The M3 Pickup, we get it, but why didn’t BMW build the M3 Touring?
Since this year BMW celebrates the 30th anniversary of the iconic M3, the Bavarian automaker thought it a good occasion to unearth four M3 prototypes that never made it to production.
It's easy to explain why two of them remained just prototypes — yes, we're talking about the M3 pickups from 1986 (E30) and 2011 (E90). But the other two concepts had a real shot at making it into showrooms worldwide: the M3 Compact (E36) from 1996 and the M3 Touring (E46) from 2000).
Each of these working prototypes has an interesting story, so let's find out why BMW M built them.
BMW M3 Pickup (1986)
This unusual prototype was born when the folks from BMW Motorsport wanted an M3 that could carry lots of goods such as work equipment and parts around the company's premises in Garching near Munich. Starting from the body of a 3 Series Convertible, engineers built the peculiar M3 Pickup. The convertible was chosen as a donor car because its built-in bracing made it the ideal choice for a pickup conversion.
Unlike the production E30 M3, the M3 Pickup lacked the flared wings and initially featured a 2.0-liter engine with 192 hp from the Italian-market M3. "Later we switched to the original 2.3-liter four-cylinder engine with 200 horsepower," recounts Jakob Polschak, head of vehicle prototype building and workshops at the BMW M Division.
The BMW M3 Pickup served as a workshop transport vehicle for over 26 years before finally being retired four years ago.
BMW M3 Compact (1996)
While BMW had no plans to put the M3 Pickup into production, the E36 M3 Compact prototype from 1996 was a different story. The automaker thought it could become an entry point into the world of BMW M cars for younger customers — exactly what the BMW M2 Coupé is right now. However, for reasons BMW did not elaborate on, the M3 Compact remained just a prototype.

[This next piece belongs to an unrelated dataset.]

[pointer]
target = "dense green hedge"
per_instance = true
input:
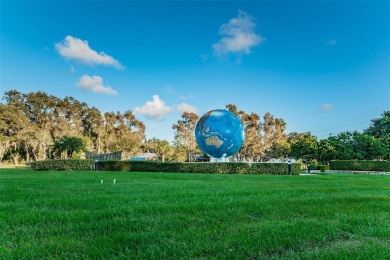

It featured the same 3.0-liter straight-six engine delivering 321 hp, which made it even quicker and more nimble than the E36 M3 Coupe. That's because it was 150 kg (331 lbs) lighter. However, were the M3 Compact to make it into production, BMW would have reduced the engine's output so that it didn't compete with the M3 Coupe performance-wise.
BMW M3 Touring (2000)
Another M3 prototype that was considered for production was the E46 M3 Touring from 2000. While BMW allowed some journalists test drive the M3 Compact, the M3 Touring served entirely in-house purposes. "This prototype allowed us to show that, from a purely technical standpoint at least, it was possible to integrate an M3 Touring into the ongoing production of the standard BMW 3 Series Touring with very little difficulty," explains Jakob Polschak.
Engineers wanted to see whether the rear doors of the standard production model could be reworked to adapt them to the rear wheel arches without the need for new and expensive tools. Although the M3 Touring passed the test, it never had the opportunity to give the Audi RS4 Avant a run for its money. And that's quite a shame because the prototype looked great.
BMW M3 Pickup (2011)
Once again, BMW M built an M3 Pickup, but now the reason was different. The E90 M3 Pickup came as a successor to the E30 M3 Pickup, which was beginning to show signs of wear and tear. Like its predecessor, the E90 M3 Pickup was based on a 3 Series Convertible but, unlike the E30 M3 Pickup, BMW licensed it for road use.
Since April 1 was just around the corner, someone at BMW M had the idea to market the car as an April Fools' joke. Following spy shots of calibration runs on the Nürburgring Nordschleife, BMW issued a press release saying the Pickup would become the fourth body variant of the M3 family alongside the Sedan, Coupe, and Convertible. The joke worked, as many journalists and bloggers took the bait and believed the rumors.